Treng!! Treng!! Treng!!

Suara besi beradu dengan bebatuan di pinggir sungai, membuat nyali Rumana kian menciut. Dia sadar, pasti makhluk itu datang lagi mencarinya. Di kejar dua bocah setan yang sangat mengerikan di tambah makhluk misterius yang begitu seram, sudah seperti paket komplit yang menguji nyali.

Mau lanjut lari ke ke pinggiran sungai untuk menghindari kejaran dua setan cilik tapi takut di hadang makhluk menyeramkan lagi, kalau lari ke hutan, sama saja bunuh diri. Dua setan cilik itu terlihat sangat mengerikan dengan mulut sobek dan bola mata yang hampir keluar, lidah yang terus mengeluarkan air liur, terkesan begitu menjijikan dan mengerikan. Seperti zombie yang pernah dia tonton di televisi, tetapi mana ada zombie di negeri ini. Bukankah makhluk mengerikan itu hanya ada di luar negeri.

Membayangkan bertemu mereka lagi sudah sangat membuat Rumana bergidik ngeri. Bagai buah simalakama, mau mundur takut, maju apa lagi.

Kedua netra Rumana menyapu sekeliling yang hanya ada kegelapan dan semak daun pandan berduri, yang tadi sempat dia gunakan untuk bersembunyi. Pikirannya buntu, mau tidak mau dia harus merasakan lagi nikmatnya tusukan duri-duri pandan yang sebelumnya sempat melindungi dia dari kejaran makhluk mengerikan itu.

Degup jantungnya naik turun tak beraturan, keringat dingin menjalar sekujur tubuhnya. Di tempat itu, di depan sungai yang kini di depan matanya, beberapa saat lalu dia alami kejadian yang membuat hatinya ngilu.

Ia takut kejadian tadi terulang lagi, memegang kepala menyerupai Rihana yang sangat mengerikan, dan menyaksikan aliran sungai yang jernih berubah jadi darah segar. Dia memejamkan mata untuk menghalau rasa takutnya. Tiba-tiba sebuah tangan yang sangat dingin memegang tangannya yang dia lingkupkan ke lutut untuk menutup seluruh wajahnya.

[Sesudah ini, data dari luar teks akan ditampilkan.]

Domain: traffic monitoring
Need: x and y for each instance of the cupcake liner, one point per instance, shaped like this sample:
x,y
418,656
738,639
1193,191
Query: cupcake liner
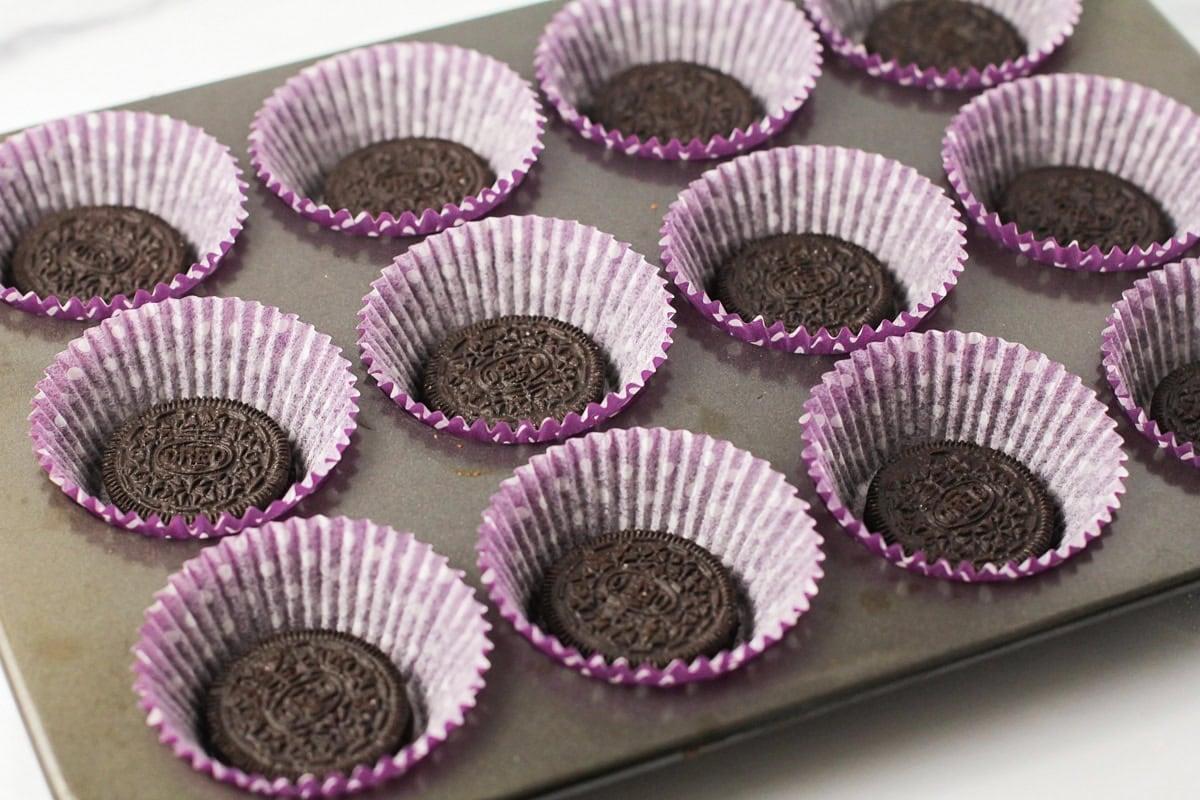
x,y
766,44
195,347
516,265
387,91
313,573
882,205
963,386
1153,330
705,489
1077,120
149,161
1043,24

"Jangan!" Triak Rumana histeris, dia pikir makhluk itu yang sudah berhasil menemukannya di semak ini.

Matanya masih terpejam karena tak mau melihat makhluk mengerikan itu di depan wajahnya, dia pikir tamat sudah riwayatnya, dan mungkin dia akan meninggal di tempat ini.

"Ibu...ssstttt!" Suara Rihana membuat Rumana membuka mata perlahan. Dia mengamati seorang gadis yang persis dengan Rihanna yang kini tepat di depan wajahnya.

Rumana terpaku dengan posisinya, dia tidak mau terkecoh lagi seperti sebelumnya. Dia takut sedang di permainkan lagi di tempat suram dan mengerikan ini.

"Ibu kenapa bisa ada di sini, apa Ibu mencari kami sampai ke sini?" Ujar gadis itu pelan tapi masih sangat jelas di telinga Rumana.

Mendengar penuturan Rihanna. Barulah Rumana percaya bahwa itu memang benar sukma anak pertamanya. Dengan Rianti yang terus memegang baju belakang kakaknya.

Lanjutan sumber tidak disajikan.